IEEE VIS 2025 Content: VizGenie: Toward Self-Refining, Domain-Aware Workflows for Next-Generation Scientific Visualization

VizGenie: Toward Self-Refining, Domain-Aware Workflows for Next-Generation Scientific Visualization

Ayan Biswas -

Terece Turton -

Nishath Ranasinghe -

Shawn Jones -

Bradley Love -

William Jones -

Aric Hagberg -

Han-Wei Shen -

Nathan Debardeleben -

Earl Lawrence -

Image not found

Room: Hall E2

Keywords

Scientific data, Large language models, Agentic workflows, Natural language, Feature-based visualization.

Abstract

We present VizGenie, a self-improving, agentic framework that advances scientific visualization through large language model (LLM) by orchestrating of a collection of domain-specific and dynamically generated modules. Users initially access core functionalities—such as threshold-based filtering, slice extraction, and statistical analysis—through pre-existing tools. For tasks beyond this baseline, VizGenie autonomously employs LLMs to generate new visualization scripts (e.g., VTK Python code), expanding its capabilities on-demand.
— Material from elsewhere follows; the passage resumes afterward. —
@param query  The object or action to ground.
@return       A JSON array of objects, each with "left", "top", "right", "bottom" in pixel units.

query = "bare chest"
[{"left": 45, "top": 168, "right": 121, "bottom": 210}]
Each generated script undergoes automated backend validation and is seamlessly integrated upon successful testing, continuously enhancing the system’s adaptability and robustness. A distinctive feature of VizGenie is its intuitive natural language interface, allowing users to issue high-level feature-based queries (e.g., “visualize the skull” or “highlight tissue boundaries”). The system leverages image-based analysis and visual question answering (VQA) via fine-tuned vision models to interpret these queries precisely, bridging domain expertise and technical implementation. Additionally, users can interactively query generated visualizations through VQA, facilitating deeper exploration. Reliability and reproducibility are further strengthened by Retrieval-Augmented Generation (RAG), providing context-driven responses while maintaining comprehensive provenance records. Evaluations on complex volumetric datasets demonstrate significant reductions in cognitive overhead for iterative visualization tasks. By integrating curated domain-specific tools with LLM-driven flexibility, VizGenie not only accelerates insight generation but also establishes a sustainable, continuously evolving visualization practice. The resulting platform dynamically learns from user interactions, consistently enhancing support for feature-centric exploration and reproducible research in scientific visualization.